Apoptosis has also been described either as an early phenomenon [12] or as a final event in SHR hearts [16], [17]. However, the cells involved (myocytes/non-myocytes), the time course and the temporal association of the apoptotic phenomenon with the initiation of HF, still remain unsettled.

The main goal of the present study is to provide a sequential and mechanistic insight on the role of Ca2+-handling proteins and their impact on Ca2+ dynamics together with the degree of apoptosis, along the evolution to HF in SHR hearts. This strategy may offer a more realistic interpretation of the progression of the disease and will experimentally support new and rational therapeutic strategies.

Materials and Methods

Ethics Statement

All procedures were performed in accordance with the Guide for the Care and Use of Laboratory Animals [NIH Publication No. 85–23, revised 1996] and approved by the Ethics Committee of the Cardiovascular Research Center, National Research Council (CCT-La Plata Consejo Nacional de Investigaciones Científicas y Tecnológicas, Argentina) (P20-2010).

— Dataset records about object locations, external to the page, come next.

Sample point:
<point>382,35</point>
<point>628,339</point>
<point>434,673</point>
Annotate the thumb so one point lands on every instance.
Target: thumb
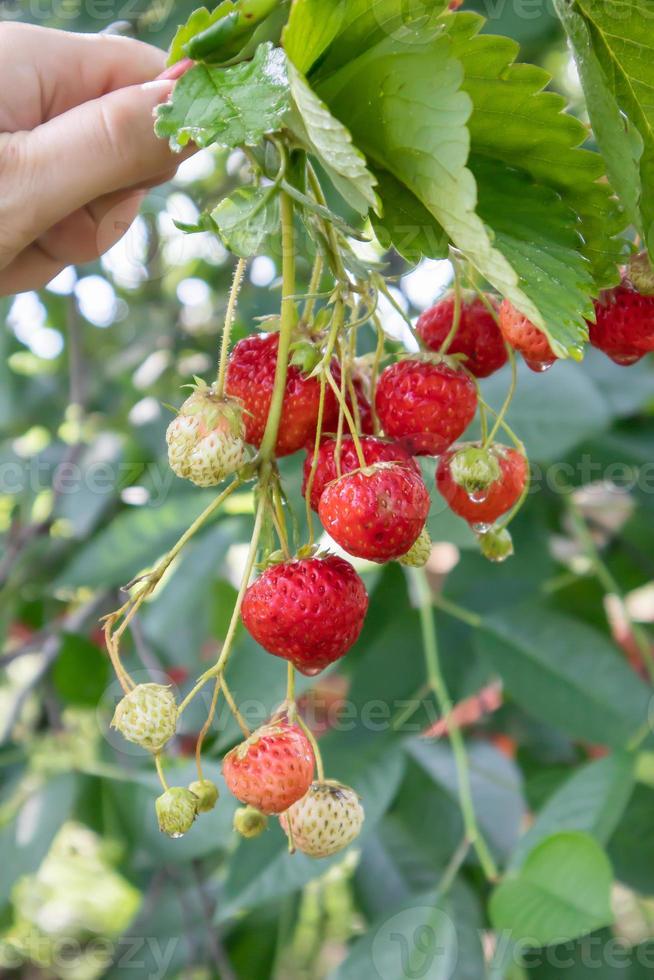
<point>92,150</point>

Male SHR and age-matched normotensive Wistar rats (W) bred and maintained in our animal research facility were studied at 3, 6, 9, 15 months (mo) of age. Blood pressure was monitored weekly in non-anesthetized rats with the standard noninvasive tail cuff method (IITC, model 29-SSP). Before the animals were sacrificed, they were weighed and subjected to echocardiographic examination. The animals were then deeply anesthetized (35 mg/kg sodium pentobarbital IP) and after plane three of phase III of anesthesia was reached (verified by the loss of the corneal reflex and appearance of slow deep diaphragmatic breathing), heart and lungs were rapidly removed. Heart weight or lung weight-to-tibia length ratios were calculated. Hearts were assigned for biochemical studies, immunohistochemical staining (TUNEL assay), perfusion for contractile measurements and monophasic action potential determination or myocytes isolation for contractile and Ca2+ measurements. At 15 mo, a number of SHR showed HF clinical signs. The criterion to distinguish failing and non-failing animals was the presence of at least two clinical signs (labored breathing, tachypnea, cyanosis or diminished activity levels) and midwall fractional shortening ≤24.21% and lung weight/tibial length ≥7.71 mg/cm. 100, values which were two standard deviations below or above the mean of the SHR 15 mo group, respectively. The failing group was called SHRF and was considered separately.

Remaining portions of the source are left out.